In a separate study, other researchers have found that high exposure to swine manure spread in crop fields, along with living near swine livestock operations, appears to be linked with MRSA community-acquired infections, a type that continues to puzzle the experts.
MRSA is considered a "superbug" because of the bacteria's ability to fight off treatment, including the antibiotic methicillin. It can wreak havoc in health-care settings such as hospitals and nursing homes, especially among elderly and immune-compromised patients, but it also can occur in the community at large.

posted on Sep, 17 2013 @ 01:04 PM
reply to post by Zippidee

Thanks - important and definitely linked. Also, water contaminated with antibiotics and diseases get into our groundwater and run-off into streams, rivers and the oceans. Which effectively spreads resistance and helps create new diseases in the wild.

posted on Sep, 22 2013 @ 11:19 PM
Marie Gramer, a veterinarian at the University of Minnesota, said enclosed farm buildings offer "biosecurity" from pathogens carried by wild animals, including birds and wild pigs.

How can a veterinarian not point out the complete lack of sunshine and fresh air for the enclosed animals? I've seen a super dairy operation rise across the road from a friend's place and the water table was soon contaminated. Same thing with where I used to live when a large pork super farm came on the scene. Is it really a demand for the products, or some people just wanting to earn more money? I've seen far too many news reports of farmers having to destroy livestock because the demand was not there and they couldn't afford to keep feeding them.
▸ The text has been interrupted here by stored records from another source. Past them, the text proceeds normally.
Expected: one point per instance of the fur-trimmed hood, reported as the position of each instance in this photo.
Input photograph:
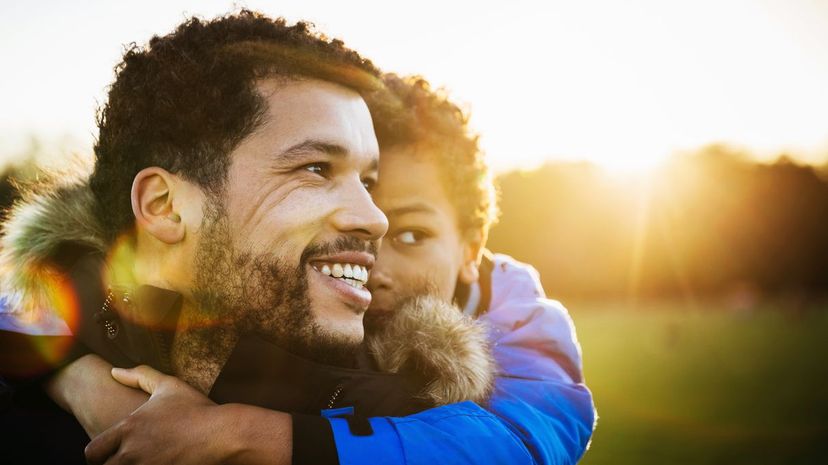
(428, 338)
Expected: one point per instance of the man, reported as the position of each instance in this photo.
(433, 423)
(233, 167)
(433, 246)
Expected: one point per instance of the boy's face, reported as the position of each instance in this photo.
(424, 250)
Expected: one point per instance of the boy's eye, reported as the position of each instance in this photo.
(409, 237)
(369, 184)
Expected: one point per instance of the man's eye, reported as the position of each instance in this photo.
(409, 237)
(317, 168)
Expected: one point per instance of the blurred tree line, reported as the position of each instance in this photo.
(711, 223)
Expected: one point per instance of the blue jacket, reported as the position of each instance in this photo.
(541, 412)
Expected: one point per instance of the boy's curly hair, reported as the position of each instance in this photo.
(412, 117)
(187, 99)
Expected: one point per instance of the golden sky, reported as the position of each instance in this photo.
(623, 84)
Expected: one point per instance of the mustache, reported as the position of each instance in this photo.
(340, 244)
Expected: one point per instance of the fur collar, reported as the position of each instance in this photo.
(427, 338)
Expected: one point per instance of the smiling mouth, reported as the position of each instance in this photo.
(352, 274)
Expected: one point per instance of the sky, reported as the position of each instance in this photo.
(622, 84)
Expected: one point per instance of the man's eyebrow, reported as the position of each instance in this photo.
(310, 146)
(418, 207)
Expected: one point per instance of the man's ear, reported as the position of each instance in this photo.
(473, 243)
(153, 191)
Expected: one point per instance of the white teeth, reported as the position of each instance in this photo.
(348, 272)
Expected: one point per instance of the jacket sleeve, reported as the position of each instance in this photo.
(540, 411)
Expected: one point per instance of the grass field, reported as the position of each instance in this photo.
(676, 386)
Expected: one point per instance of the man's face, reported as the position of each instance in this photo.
(296, 209)
(424, 249)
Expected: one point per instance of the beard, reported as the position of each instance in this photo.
(263, 294)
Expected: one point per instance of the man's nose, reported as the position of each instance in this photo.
(359, 216)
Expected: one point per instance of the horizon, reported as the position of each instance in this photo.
(621, 86)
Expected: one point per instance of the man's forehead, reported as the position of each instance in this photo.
(312, 113)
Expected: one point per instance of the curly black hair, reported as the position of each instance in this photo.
(412, 118)
(187, 99)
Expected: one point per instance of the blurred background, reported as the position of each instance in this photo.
(664, 166)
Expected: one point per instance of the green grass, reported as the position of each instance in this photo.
(675, 386)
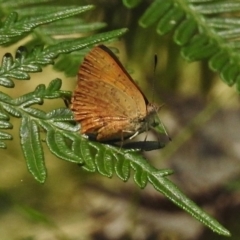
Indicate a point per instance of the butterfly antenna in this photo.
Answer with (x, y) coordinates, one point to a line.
(154, 75)
(163, 127)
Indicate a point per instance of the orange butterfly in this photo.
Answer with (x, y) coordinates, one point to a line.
(107, 102)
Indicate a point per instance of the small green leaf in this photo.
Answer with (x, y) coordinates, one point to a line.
(5, 125)
(32, 149)
(122, 168)
(5, 136)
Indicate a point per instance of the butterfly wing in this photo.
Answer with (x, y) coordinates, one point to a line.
(106, 97)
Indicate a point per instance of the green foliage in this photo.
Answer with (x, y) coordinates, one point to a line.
(61, 135)
(202, 30)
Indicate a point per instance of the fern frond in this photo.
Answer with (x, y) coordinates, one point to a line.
(14, 29)
(33, 61)
(202, 30)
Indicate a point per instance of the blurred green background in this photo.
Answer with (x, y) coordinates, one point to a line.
(202, 116)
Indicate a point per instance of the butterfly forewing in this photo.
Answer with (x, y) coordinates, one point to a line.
(106, 101)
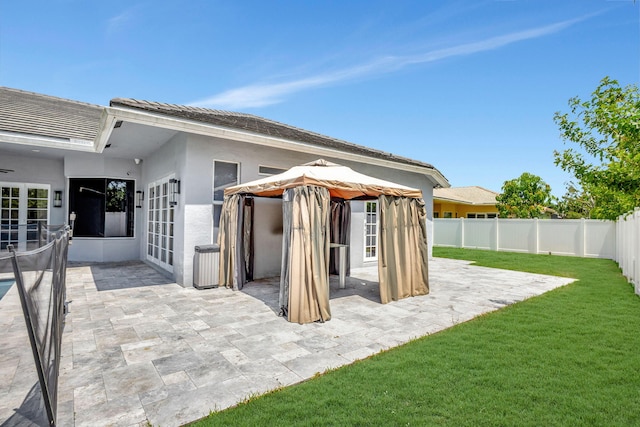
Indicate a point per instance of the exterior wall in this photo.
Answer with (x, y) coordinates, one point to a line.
(195, 202)
(38, 170)
(88, 165)
(459, 210)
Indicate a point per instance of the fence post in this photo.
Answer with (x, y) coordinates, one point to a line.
(537, 242)
(583, 225)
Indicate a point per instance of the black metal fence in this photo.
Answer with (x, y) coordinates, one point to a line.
(40, 277)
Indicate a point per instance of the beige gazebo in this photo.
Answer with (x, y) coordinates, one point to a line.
(307, 192)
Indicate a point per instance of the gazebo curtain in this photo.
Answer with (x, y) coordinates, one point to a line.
(234, 239)
(403, 254)
(340, 224)
(304, 278)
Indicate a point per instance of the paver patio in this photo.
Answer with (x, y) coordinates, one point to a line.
(139, 349)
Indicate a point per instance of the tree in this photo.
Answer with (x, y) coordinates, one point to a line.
(524, 197)
(606, 128)
(576, 203)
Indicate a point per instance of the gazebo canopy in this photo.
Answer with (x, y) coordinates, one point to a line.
(341, 181)
(307, 193)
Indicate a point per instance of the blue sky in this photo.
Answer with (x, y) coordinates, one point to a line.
(468, 86)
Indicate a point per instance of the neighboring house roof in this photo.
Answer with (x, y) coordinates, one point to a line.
(31, 113)
(260, 125)
(473, 195)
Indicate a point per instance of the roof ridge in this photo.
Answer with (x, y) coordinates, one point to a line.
(135, 103)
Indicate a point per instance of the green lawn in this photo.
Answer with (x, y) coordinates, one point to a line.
(569, 357)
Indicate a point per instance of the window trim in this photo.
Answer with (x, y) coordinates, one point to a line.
(214, 202)
(280, 170)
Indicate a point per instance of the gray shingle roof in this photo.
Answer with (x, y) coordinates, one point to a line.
(473, 195)
(36, 114)
(260, 125)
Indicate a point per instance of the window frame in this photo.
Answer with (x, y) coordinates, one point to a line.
(376, 228)
(216, 205)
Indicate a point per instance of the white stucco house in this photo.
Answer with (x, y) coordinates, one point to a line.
(145, 180)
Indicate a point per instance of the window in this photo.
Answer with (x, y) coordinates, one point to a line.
(225, 174)
(268, 170)
(104, 207)
(370, 230)
(482, 215)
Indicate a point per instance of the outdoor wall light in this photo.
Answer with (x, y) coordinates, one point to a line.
(174, 190)
(57, 199)
(139, 198)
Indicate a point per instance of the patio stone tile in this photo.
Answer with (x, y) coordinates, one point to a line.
(288, 351)
(176, 377)
(185, 361)
(212, 372)
(131, 380)
(117, 337)
(189, 406)
(166, 391)
(89, 395)
(149, 350)
(315, 363)
(121, 411)
(169, 355)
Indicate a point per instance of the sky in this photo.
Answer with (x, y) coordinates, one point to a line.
(470, 87)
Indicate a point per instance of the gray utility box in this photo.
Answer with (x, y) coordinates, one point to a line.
(205, 266)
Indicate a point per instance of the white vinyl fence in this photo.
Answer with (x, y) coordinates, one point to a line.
(576, 237)
(628, 247)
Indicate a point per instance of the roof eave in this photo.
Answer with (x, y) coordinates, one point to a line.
(47, 142)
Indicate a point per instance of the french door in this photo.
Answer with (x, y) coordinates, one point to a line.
(22, 208)
(371, 230)
(160, 224)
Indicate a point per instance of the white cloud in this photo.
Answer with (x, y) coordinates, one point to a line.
(260, 95)
(120, 21)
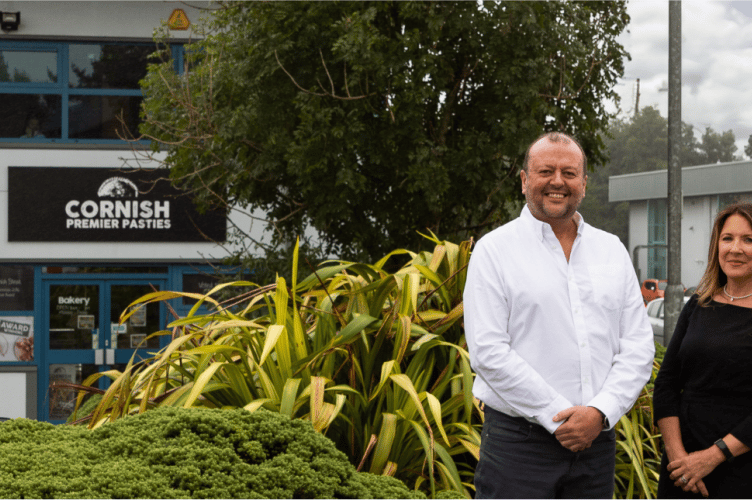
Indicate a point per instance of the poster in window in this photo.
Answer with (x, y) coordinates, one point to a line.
(16, 338)
(139, 317)
(16, 288)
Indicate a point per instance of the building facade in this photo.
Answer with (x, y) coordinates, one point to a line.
(88, 224)
(706, 189)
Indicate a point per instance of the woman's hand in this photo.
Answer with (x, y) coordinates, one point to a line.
(687, 471)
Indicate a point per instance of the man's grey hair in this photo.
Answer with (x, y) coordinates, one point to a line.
(555, 137)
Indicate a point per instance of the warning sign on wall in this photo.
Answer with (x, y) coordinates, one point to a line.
(178, 20)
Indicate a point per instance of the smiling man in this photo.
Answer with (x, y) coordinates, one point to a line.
(558, 338)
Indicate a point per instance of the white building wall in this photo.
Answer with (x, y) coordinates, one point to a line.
(110, 19)
(697, 222)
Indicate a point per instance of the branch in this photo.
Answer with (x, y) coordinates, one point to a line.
(332, 94)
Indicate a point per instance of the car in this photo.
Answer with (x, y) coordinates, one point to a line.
(655, 316)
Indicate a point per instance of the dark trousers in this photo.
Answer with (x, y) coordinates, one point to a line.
(519, 459)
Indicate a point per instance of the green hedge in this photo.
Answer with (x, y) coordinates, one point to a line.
(183, 453)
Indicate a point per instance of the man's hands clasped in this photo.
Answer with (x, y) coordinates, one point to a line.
(581, 426)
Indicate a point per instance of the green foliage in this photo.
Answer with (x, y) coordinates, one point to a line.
(369, 121)
(182, 453)
(375, 360)
(638, 444)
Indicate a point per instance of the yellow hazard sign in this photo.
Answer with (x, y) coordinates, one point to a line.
(178, 20)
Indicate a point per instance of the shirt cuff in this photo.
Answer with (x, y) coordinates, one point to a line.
(601, 404)
(546, 418)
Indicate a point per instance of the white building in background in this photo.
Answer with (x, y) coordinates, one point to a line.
(706, 189)
(81, 236)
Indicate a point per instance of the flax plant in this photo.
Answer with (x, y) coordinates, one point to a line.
(376, 360)
(638, 448)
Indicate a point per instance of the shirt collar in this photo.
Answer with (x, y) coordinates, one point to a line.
(539, 227)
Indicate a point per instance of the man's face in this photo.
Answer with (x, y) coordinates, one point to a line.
(555, 182)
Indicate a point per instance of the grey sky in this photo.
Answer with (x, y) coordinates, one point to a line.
(716, 63)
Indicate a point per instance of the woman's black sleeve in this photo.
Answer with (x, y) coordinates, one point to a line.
(670, 380)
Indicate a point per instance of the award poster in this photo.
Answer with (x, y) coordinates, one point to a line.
(16, 338)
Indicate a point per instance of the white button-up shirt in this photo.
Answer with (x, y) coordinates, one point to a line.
(545, 334)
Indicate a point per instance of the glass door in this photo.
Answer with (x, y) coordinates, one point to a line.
(86, 336)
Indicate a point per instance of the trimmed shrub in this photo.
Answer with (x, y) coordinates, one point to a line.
(183, 453)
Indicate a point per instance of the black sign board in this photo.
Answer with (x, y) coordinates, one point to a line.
(16, 288)
(104, 204)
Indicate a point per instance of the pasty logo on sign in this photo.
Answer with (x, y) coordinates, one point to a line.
(117, 208)
(77, 204)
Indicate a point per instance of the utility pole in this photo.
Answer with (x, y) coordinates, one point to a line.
(674, 291)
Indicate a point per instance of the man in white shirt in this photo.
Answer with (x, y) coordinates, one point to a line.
(558, 338)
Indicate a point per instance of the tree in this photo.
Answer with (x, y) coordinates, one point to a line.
(372, 121)
(640, 144)
(718, 147)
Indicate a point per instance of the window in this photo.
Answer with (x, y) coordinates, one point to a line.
(657, 239)
(72, 92)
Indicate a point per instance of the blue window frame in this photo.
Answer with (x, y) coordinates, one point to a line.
(72, 92)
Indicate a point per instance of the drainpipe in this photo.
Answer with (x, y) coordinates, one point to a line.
(674, 291)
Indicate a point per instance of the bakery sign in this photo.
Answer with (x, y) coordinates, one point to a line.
(103, 204)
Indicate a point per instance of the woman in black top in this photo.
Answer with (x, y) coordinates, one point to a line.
(703, 392)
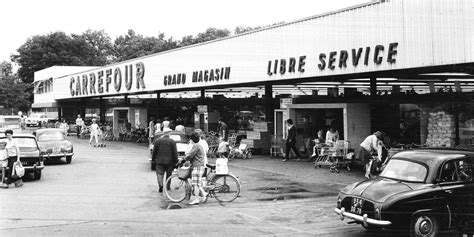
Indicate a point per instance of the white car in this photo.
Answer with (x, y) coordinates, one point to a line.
(35, 119)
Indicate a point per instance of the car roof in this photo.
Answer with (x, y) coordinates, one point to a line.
(434, 156)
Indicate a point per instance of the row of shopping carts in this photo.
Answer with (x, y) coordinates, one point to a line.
(335, 156)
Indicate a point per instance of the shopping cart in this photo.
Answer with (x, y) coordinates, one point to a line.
(335, 157)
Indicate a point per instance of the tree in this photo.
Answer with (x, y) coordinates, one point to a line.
(132, 45)
(208, 35)
(101, 48)
(58, 49)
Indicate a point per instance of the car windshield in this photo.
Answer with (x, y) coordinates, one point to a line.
(24, 142)
(51, 136)
(405, 170)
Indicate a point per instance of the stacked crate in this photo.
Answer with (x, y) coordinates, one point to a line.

I know there's more to it than that, but it needs some kind of more honest review. I just do not trust anyone's expert biased opinion on this any more when greed is so much in the forefront of motivation. I am lucky to be able to buy locally produced meats every few months or so. I became so ill on a frozen packaged chop that I will only buy fresh from the small farm now.

posted on Nov, 12 2013 @ 08:37 PM
I don't even like pork but noticed at the grocery store the prices were outrageous. So I wanted to see why this might be. Part of the reason appears to be this virus.

"The 2014 pork production forecast has been tempered by continuing reports of porcine epidemic diarreah outbreaks".

This virus (swine influenza), is said to spread the oral/fecal route and is not harmful to humans. It also spread through piglets who are suckling or who are still unborn (it appears 100% in this study were inflicted with this if very young). The study below found new DNA strands and therefore new strains so it becomes impossible to treat. This isn't necessarily new news but coupled with the statement of high reports of this disease in the USDA report, it's concerning.

Maybe it's too late for the government to control overcrowding and bad practices. If this stuff is as contagious as the study shows it to be - across the board, they would pretty much have to catch it before symptoms appear in a billion pigs and isolate. I do hope they aren't slaughtering and selling these sick pigs.